25; "Friendzoned" / Part II

22K 1.3K 414
                                    

 

Harry’yle arkadaş olmak harikaydı.

Yani aslında henüz iki saat bile geçmemişti ama arkadaşı olduğumu öne sürerek bana temizliğin kalanında yardım etmişti ve bundan harika ne olabilirdi ki?

Kesinlikle hiçbir sorun yoktu, arkadaşlığımız da hayatım gibi kusursuzdu. Arkadaşlık adı altında bir şeylere ket falan da vurmamıştık, birlikte soluduğumuz havada da gergin bir tansiyon falan yoktu.

“Şimdi ne yapıyoruz?” diye sordum, sesimdeki şaşkınlığı hala atamamıştım. Buranın benim evim olduğuna inanasım gelmiyordu. Kanalları bakmadan değiştirip duran Harry’nin yanına oturdum ve kendimi o şekilde televizyonda ne olduğunu asla anlayamayacak olduğu gerçeği konusunda onu rahatsız etmemek için zor tuttum.

Harry sorumu bir an düşünür gibi göründü. “Neden bana soruyorsun?”

Dudaklarımı büzdüm. “Arkadaşlar birlikte ne yapar bilmiyorum ki...”

“Nasıl yani?” diye soru şüpheyle.

Fazlasıyla hassas bir konu olduğundan, cevaplamadan önce güvensizce kollarımı göğsümde birleştirdim. “Kiminle arkadaş olacağım hep önceden ayarlanırdı. Onlarla da planlı görüşmelere ya da kıyafet provalarına giderdik. Bazen de davetlere. O kadar.”

Kaşlarını kaldırdı, bir an yorum yapacağını düşündüm ama sonra basitçe omuz silkti. “Ben de sosyal kelebek sayılmam.”

“Görebiliyorum,” gözlerimi devirdim. “Bazen popüler çocuk klişesi olduğunu söylemeyi çok istiyorum ama ilginç bir şekilde gördüğüm ilk antisosyal popülersin.”

“Bana antisosyal demek seni biraz iki yüzlü yapmıyor mu?”

Ona bir şeyle dönecekken duraksadım ve durum karşısında iç çektim. Bazı şeyler hiç değişmiyordu. Muhtemelen Harry’yle ilişki statümüzü ne yaparsak yapalım, evli çift sendromundan kurtulamayacaktık. Komikti bu.

Konuyu değiştirmek, biraz da karnımı susturmak için ona doğru döndüm ve yapabildiğim en tatlı gülümsemeyi attım. “Açım ben.”

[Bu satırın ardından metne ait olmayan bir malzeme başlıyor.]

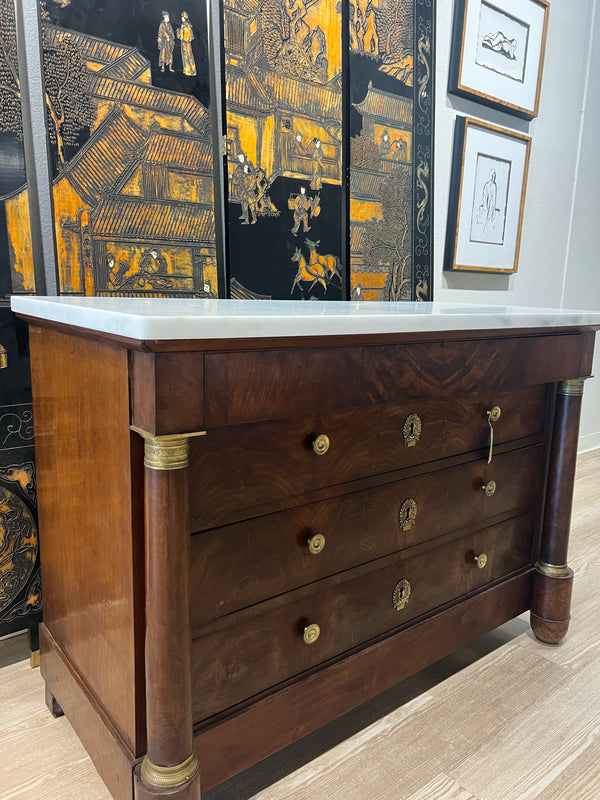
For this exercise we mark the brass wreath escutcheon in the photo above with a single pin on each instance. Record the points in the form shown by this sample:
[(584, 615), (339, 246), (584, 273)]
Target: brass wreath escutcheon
[(316, 543), (489, 488), (321, 444), (402, 592), (408, 514), (480, 560), (311, 633), (412, 429)]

“Dalga geçiyorsun değil mi?” dedi, gerçekten yalan söylediğime dair bir iz arıyor gibi görünüyordu.

Kaşlarımı çattım. “Açım dedim.”

“Görebiliyorum,” diye soludu. “Vücudun eskisi kadar aktif olmadığından bütün enerjiyi midene harcıyor olmalı.”

Ona bir tane çarpmak istedim ama sadece ayağa kalktım ve tutması için elimi uzattım. “Kalk hadi, alışverişe çıkmamız lazım.”

“Sadece arkadaşınım; gay arkadaşın değil, bunu farkındasın değil mi?” diye sordu ama yine de elimi tutup ayağa kalktı.

Bu dünyada onun gay olmadığını benden daha iyi bilen biri var mıdır acaba diye merak ettim ama sorusunu cevaplamadım.

***

“Saçmalık bu!” topuklarımı yere çarptım. “Neden muz, muzlu süt, muzlu dondurulmuş yoğurt, muzlu müsli ve muzlu jöle alıyoruz? Ben muzdan nefret ederim!”

Harry onun soyadına sahip tüm insan ırkına sövmüşüm gibi görünüyordu. “Ben severim,” dedi uzatmadan. “Yani alıyoruz.”

“Bu alışveriş benim evim için,” diye hatırlattım. “Karadut ve böğürtlen olmayan hiçbir şey almam!”

Aynılarının böğürtlenlilerini de arabaya yerleştirdim, hızımı alamayıp reçel ve dondurulmuş böğürtlen de bulmuştum. Hıh, ben öndeydim.